In 2013, the opportunity arose to put this into action. UK Film Council’s First Light initiative, in partnership with British Council, offered us an unique opportunity to develop a project for Cuba in partnership with Suited and Booted, our sister organisation in Bath. First Light had financed some of the Social Practice work we’d done here in the UK to offer young people filmmaking experience and wondered if we could do something similar abroad.
We flew out to Cuba in 2013 to establish six media production centres across the island from Pinar del Rio in the north to Guantanamo in the south, training up community leaders there to facilitate their communities to make videos about their lives, supported themselves by 2nd year students from the film school in Havana.
Five years on, what was supposed to be a one-off experiment has become a project of international significance. We’ve now set up ten media production centres across Cuba and a further four across Venezuela. We were there at the beginnings of the Venezuelan economic crisis and it was heartbreaking to see the privation Venezuelan people were facing, and things have only got worse since, but we were warmly welcomed into the hearts of Venezuelan communities and remain in touch with our friends there. Working with the guys at Ksa la Mink’a in Caracas, reminded me of London’s Squat Art Clubs in the 80s – the anarcho – socialist principles of a community under siege were the same. Resistancia! was the rallying cry – solidarity, and small, everyday acts of sharing with the community as an act of resistance.
When Camara Chica started we knew there was funding for just one year. Not knowing where the money would come from, we made the commitment to support the project for ten years and here we are at the halfway point. In that time, hundreds of Cuban and Venezuelan young people have made films.
In Cuba, all six of the original centres have had their work featured on Cuban TV. University representatives have gone out to the communities to explain how you go about applying for university and some of the young people are now doing exactly that, and the project itself has now gathered international press and academic interest for its innovation, its success and the core values that drive it.
In 2018 we stand on the brink of exciting new developments, with talk of the project going global.
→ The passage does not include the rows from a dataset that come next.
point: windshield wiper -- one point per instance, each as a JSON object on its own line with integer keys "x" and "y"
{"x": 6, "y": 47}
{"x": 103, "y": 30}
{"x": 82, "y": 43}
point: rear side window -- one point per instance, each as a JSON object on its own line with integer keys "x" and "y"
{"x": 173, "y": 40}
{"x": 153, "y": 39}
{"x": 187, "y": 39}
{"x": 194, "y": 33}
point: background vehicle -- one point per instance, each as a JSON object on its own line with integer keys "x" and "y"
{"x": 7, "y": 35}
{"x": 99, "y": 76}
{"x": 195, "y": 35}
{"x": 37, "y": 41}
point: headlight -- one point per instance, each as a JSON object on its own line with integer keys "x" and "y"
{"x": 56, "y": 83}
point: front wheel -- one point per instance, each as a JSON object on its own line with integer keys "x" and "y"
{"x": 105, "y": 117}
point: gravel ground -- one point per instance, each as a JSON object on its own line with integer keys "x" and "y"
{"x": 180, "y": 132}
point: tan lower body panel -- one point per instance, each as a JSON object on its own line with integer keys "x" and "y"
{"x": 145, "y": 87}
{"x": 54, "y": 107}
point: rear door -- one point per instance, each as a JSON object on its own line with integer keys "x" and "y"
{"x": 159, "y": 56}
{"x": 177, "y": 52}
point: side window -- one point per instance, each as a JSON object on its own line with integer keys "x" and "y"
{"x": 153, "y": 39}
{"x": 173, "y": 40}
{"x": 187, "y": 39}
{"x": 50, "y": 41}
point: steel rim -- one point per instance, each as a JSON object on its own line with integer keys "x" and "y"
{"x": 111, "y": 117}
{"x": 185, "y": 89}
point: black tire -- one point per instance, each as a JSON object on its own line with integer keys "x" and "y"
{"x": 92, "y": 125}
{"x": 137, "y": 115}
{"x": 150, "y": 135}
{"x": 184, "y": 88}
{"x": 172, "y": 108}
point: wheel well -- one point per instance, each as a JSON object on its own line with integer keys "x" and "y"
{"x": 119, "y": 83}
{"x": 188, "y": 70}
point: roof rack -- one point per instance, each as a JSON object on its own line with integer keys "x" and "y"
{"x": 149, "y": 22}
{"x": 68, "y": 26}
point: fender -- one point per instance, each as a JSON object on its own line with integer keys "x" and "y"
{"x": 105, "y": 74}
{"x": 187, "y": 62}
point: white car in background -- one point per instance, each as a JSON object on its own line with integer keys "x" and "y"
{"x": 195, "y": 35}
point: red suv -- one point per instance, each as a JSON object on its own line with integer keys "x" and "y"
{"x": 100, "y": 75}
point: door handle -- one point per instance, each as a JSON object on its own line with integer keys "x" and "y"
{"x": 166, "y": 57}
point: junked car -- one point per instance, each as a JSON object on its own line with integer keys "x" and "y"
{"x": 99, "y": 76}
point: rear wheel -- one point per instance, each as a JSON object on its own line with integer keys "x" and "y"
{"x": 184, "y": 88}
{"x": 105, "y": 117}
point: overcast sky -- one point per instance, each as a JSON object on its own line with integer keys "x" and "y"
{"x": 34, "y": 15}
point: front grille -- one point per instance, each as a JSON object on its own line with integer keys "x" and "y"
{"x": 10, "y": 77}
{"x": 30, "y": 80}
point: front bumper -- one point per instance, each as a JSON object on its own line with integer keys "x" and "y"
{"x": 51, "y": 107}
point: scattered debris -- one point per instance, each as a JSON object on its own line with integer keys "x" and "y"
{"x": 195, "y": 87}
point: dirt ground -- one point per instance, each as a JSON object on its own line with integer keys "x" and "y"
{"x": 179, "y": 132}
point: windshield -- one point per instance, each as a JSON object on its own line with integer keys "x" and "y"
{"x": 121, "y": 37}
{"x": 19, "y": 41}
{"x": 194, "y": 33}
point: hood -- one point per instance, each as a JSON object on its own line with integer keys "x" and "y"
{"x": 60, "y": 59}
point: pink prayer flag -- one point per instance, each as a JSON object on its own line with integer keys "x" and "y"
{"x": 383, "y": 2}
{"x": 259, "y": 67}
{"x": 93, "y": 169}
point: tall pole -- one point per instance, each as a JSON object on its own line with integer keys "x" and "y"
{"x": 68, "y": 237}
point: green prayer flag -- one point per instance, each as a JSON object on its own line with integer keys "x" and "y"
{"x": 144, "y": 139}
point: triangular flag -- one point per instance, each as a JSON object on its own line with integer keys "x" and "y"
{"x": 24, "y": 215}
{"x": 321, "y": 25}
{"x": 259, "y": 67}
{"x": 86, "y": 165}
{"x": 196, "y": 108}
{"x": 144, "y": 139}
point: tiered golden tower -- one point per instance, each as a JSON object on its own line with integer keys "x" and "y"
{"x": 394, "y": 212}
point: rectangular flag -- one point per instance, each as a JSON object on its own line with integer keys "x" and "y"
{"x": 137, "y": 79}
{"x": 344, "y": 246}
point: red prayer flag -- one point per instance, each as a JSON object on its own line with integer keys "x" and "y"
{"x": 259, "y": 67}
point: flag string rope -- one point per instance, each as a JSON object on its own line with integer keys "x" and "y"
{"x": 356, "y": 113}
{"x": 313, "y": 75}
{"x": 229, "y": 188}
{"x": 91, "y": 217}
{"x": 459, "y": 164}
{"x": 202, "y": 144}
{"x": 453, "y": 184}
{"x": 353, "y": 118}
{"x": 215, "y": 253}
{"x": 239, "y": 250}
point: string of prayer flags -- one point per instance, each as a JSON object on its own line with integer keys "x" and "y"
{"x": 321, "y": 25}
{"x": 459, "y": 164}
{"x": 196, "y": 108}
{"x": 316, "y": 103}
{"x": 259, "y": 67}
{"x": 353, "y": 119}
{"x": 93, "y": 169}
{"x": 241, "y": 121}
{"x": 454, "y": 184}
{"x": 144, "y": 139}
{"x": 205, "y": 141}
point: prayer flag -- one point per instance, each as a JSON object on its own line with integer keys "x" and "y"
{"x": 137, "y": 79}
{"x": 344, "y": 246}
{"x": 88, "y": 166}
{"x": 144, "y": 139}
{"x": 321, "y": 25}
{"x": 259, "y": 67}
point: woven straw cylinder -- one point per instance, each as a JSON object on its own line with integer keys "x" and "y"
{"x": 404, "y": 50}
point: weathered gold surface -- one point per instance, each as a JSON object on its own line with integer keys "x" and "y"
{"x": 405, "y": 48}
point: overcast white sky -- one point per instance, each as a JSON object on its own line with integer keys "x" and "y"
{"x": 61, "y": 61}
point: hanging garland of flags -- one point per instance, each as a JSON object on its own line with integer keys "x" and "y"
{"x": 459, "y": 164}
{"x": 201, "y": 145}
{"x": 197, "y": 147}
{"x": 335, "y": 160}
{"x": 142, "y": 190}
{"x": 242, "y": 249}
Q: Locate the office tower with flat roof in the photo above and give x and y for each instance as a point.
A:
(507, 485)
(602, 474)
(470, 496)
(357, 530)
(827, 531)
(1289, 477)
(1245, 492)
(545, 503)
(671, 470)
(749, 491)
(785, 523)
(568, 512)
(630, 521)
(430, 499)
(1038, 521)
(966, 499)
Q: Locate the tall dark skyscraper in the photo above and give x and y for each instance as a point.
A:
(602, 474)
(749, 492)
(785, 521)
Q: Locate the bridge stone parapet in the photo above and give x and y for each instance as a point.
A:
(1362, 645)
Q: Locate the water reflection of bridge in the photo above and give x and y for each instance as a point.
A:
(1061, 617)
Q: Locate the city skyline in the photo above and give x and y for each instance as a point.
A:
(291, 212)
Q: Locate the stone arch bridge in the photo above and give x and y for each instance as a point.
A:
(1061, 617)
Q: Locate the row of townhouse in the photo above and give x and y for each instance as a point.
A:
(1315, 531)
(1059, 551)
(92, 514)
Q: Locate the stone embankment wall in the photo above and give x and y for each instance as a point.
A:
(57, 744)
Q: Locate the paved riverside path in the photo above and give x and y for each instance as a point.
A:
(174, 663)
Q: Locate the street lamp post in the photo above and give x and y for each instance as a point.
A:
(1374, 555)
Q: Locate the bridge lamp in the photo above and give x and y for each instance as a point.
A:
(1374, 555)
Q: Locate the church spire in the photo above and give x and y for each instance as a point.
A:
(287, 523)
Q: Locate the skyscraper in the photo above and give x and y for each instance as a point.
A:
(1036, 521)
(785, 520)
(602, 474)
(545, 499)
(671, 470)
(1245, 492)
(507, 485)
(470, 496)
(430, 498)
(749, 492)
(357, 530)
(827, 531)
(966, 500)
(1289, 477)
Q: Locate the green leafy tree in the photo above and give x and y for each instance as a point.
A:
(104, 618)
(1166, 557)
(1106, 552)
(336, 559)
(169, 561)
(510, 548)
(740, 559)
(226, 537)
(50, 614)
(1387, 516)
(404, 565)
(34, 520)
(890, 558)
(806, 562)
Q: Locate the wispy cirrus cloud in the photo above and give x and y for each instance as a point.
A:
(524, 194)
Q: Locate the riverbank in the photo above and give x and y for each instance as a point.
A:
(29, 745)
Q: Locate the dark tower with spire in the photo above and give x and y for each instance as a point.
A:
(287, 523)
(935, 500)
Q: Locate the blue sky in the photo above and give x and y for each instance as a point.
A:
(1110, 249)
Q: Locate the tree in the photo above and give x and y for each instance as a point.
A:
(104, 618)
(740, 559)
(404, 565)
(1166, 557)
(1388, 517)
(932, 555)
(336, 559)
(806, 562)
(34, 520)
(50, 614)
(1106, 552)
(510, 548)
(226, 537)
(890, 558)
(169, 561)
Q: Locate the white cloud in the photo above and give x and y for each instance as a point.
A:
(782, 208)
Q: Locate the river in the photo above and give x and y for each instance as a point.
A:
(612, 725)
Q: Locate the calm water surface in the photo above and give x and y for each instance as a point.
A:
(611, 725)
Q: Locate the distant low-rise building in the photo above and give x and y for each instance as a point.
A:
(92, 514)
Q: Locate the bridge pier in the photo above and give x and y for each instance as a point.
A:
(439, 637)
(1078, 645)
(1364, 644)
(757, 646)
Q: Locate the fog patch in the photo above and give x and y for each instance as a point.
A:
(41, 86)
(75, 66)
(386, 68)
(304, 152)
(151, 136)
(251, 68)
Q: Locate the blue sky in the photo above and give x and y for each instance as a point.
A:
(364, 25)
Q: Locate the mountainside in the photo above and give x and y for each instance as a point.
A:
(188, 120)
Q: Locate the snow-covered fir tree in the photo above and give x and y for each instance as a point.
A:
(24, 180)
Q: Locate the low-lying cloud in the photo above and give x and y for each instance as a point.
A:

This year, the National Director for Community Education in Cuba gave the project her blessing and has opened the door to the 400 community centres in her care… One of the Camara Chica team has gone out to Bangladesh a couple of times to run mobile phone filmmaking classes there… We are preparing to establish a handful of further centres in Peru…
Back in 2015 we brought two Cuban documentary filmmakers over to the UK for an exhibition of work by Cuban communities at Nottingham’s New Art Exchange and this year, following her success in obtaining a Chevening award, Yadiana, one of those filmmakers, comes to study for her Masters here at Canterbury.
Thanks to social media platforms we continue to receive films, updates and messages of friendship and goodwill from all the community leaders in Cuba and Venezuela and I know if ever I’m passing through their town I have a spare room waiting for me and friends to share a meal with.
Communities, using media tools and social media platforms are sharing their lives and thoughts with others, unmediated by the defining eye or agenda of any agency, curator or artist; it’s the epitome of our approach to Social Practice.